But amongst all the different reviews and comments about the Olympic Games in London that you can find everywhere these days, one research about the viewership and broadcasting of the Olympics really grabbed my attention…
In a recent blog post on their Internet blog, BBC discusses their approach towards the distribution of the Games. From devoting around 24 TV channels, launching mobile apps all the way to live web streams, BBC obviously did a very good job (not like NBC).
In the same time they broadcasted live events and games on 24 different channels – making sure all the official Olympic sports played at the given moment receive their fair share of broadcast. BBC made sure that the Olympics are also streamed online on their website, with data usage going over 2.8 petabytes (in more familiar terms, that’s about 2,936,000 gigabytes!) on their busiest day within a span of 24 hours.

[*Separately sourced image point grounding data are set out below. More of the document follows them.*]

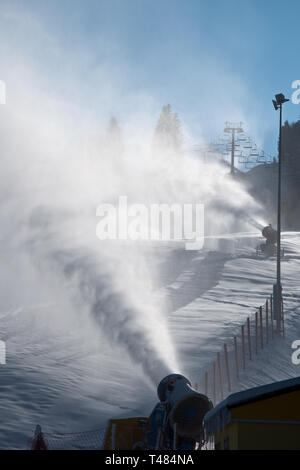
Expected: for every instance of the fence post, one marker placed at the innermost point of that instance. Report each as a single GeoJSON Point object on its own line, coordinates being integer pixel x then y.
{"type": "Point", "coordinates": [256, 332]}
{"type": "Point", "coordinates": [227, 367]}
{"type": "Point", "coordinates": [271, 311]}
{"type": "Point", "coordinates": [206, 384]}
{"type": "Point", "coordinates": [243, 347]}
{"type": "Point", "coordinates": [267, 321]}
{"type": "Point", "coordinates": [249, 338]}
{"type": "Point", "coordinates": [261, 329]}
{"type": "Point", "coordinates": [236, 358]}
{"type": "Point", "coordinates": [220, 374]}
{"type": "Point", "coordinates": [214, 383]}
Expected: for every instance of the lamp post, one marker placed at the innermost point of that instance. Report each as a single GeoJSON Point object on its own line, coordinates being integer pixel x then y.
{"type": "Point", "coordinates": [277, 288]}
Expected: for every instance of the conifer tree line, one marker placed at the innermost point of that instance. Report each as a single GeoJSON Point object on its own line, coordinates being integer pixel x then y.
{"type": "Point", "coordinates": [167, 134]}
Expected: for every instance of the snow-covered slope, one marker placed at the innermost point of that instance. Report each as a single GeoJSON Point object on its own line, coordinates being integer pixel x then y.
{"type": "Point", "coordinates": [66, 379]}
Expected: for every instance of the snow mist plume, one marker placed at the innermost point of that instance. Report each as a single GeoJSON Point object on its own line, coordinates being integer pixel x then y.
{"type": "Point", "coordinates": [55, 154]}
{"type": "Point", "coordinates": [98, 286]}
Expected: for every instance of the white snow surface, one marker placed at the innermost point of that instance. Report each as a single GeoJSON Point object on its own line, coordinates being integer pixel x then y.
{"type": "Point", "coordinates": [66, 379]}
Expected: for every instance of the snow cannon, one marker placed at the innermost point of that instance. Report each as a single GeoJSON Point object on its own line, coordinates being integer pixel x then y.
{"type": "Point", "coordinates": [186, 407]}
{"type": "Point", "coordinates": [270, 234]}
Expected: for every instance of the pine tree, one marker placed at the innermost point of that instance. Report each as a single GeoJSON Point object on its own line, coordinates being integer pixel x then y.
{"type": "Point", "coordinates": [168, 133]}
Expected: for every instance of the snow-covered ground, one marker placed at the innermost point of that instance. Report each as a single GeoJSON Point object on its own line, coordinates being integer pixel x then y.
{"type": "Point", "coordinates": [66, 379]}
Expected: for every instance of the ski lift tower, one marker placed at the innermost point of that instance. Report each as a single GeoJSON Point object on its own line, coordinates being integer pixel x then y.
{"type": "Point", "coordinates": [233, 128]}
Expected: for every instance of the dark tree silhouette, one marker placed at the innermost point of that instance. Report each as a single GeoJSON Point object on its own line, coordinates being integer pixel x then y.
{"type": "Point", "coordinates": [168, 133]}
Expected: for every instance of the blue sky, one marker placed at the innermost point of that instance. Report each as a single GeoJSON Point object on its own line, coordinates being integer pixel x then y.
{"type": "Point", "coordinates": [211, 60]}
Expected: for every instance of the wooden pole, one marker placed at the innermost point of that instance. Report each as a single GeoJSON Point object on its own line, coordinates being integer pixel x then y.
{"type": "Point", "coordinates": [227, 367]}
{"type": "Point", "coordinates": [214, 383]}
{"type": "Point", "coordinates": [206, 384]}
{"type": "Point", "coordinates": [261, 328]}
{"type": "Point", "coordinates": [267, 321]}
{"type": "Point", "coordinates": [220, 374]}
{"type": "Point", "coordinates": [271, 312]}
{"type": "Point", "coordinates": [175, 436]}
{"type": "Point", "coordinates": [249, 338]}
{"type": "Point", "coordinates": [236, 358]}
{"type": "Point", "coordinates": [282, 317]}
{"type": "Point", "coordinates": [243, 347]}
{"type": "Point", "coordinates": [256, 333]}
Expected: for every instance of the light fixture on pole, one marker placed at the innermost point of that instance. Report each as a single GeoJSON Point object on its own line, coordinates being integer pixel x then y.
{"type": "Point", "coordinates": [277, 288]}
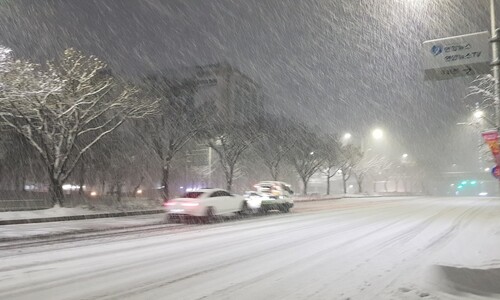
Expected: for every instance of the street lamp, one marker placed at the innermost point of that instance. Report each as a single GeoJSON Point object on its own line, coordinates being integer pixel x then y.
{"type": "Point", "coordinates": [478, 114]}
{"type": "Point", "coordinates": [377, 133]}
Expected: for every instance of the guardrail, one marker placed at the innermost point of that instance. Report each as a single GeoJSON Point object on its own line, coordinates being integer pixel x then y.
{"type": "Point", "coordinates": [24, 204]}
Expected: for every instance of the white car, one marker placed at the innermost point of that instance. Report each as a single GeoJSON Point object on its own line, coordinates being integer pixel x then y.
{"type": "Point", "coordinates": [275, 195]}
{"type": "Point", "coordinates": [206, 204]}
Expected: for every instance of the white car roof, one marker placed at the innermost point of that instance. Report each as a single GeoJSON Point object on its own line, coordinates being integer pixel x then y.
{"type": "Point", "coordinates": [207, 190]}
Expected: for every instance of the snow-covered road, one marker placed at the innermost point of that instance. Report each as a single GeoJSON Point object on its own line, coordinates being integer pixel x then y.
{"type": "Point", "coordinates": [409, 248]}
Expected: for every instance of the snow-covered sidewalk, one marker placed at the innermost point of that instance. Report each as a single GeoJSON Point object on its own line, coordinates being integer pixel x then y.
{"type": "Point", "coordinates": [27, 231]}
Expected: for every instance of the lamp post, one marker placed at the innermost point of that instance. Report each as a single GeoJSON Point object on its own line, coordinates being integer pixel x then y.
{"type": "Point", "coordinates": [495, 39]}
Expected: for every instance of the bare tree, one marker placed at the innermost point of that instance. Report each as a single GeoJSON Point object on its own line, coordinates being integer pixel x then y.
{"type": "Point", "coordinates": [368, 165]}
{"type": "Point", "coordinates": [176, 122]}
{"type": "Point", "coordinates": [229, 140]}
{"type": "Point", "coordinates": [57, 106]}
{"type": "Point", "coordinates": [332, 159]}
{"type": "Point", "coordinates": [276, 140]}
{"type": "Point", "coordinates": [350, 157]}
{"type": "Point", "coordinates": [306, 154]}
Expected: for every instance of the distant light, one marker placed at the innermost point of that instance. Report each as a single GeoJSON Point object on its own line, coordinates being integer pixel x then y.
{"type": "Point", "coordinates": [478, 114]}
{"type": "Point", "coordinates": [377, 134]}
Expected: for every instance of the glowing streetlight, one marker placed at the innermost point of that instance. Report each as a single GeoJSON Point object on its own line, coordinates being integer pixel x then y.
{"type": "Point", "coordinates": [478, 114]}
{"type": "Point", "coordinates": [377, 134]}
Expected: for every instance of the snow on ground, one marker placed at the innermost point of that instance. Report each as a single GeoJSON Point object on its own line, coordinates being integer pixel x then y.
{"type": "Point", "coordinates": [45, 213]}
{"type": "Point", "coordinates": [419, 248]}
{"type": "Point", "coordinates": [34, 230]}
{"type": "Point", "coordinates": [128, 205]}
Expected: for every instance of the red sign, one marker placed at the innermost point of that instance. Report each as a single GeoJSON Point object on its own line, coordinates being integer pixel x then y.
{"type": "Point", "coordinates": [491, 139]}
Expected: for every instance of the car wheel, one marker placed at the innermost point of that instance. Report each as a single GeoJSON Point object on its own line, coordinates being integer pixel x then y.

Further, BBC discusses the findings about the mobile viewers – almost 12 million people followed the Olympics on their mobile platforms – 9.2 million on smartphones and 2.3 million on tablet devices.
Sharing the mobile insights, BBC discovers that the peaks for mobile use are morning and evening periods, making an assumption that people used the mobile apps when they were on the move or in their beds (which makes sense).
Some other peaks in different device usage that BBC outlined are:
- PC usage maxes out during the week at lunchtime and during mid-afternoon peak Team GB moments
- Mobile takes over around 6pm as people leave the office but still want to keep up to date with the latest action
- Tablet usage reaches a peak at around 9pm: people using them as a second screen experience as they watch the Games on their TVs, and also as they continue to watch in bed
- Consumption of video content on mobile has been perhaps the key takeaway from the two weeks: we saw 12 million requests for video on mobile across the whole of the Games.
To seal the deal and to confirm the great job they did, BBC announced that all of their Olympics video content will be accessible online on the BBC Sports website (that also made a record number of visitors) until January, 2013.
As one commenter on the BBC’s blog post says: “…it was a true taste of a multiplatform future.”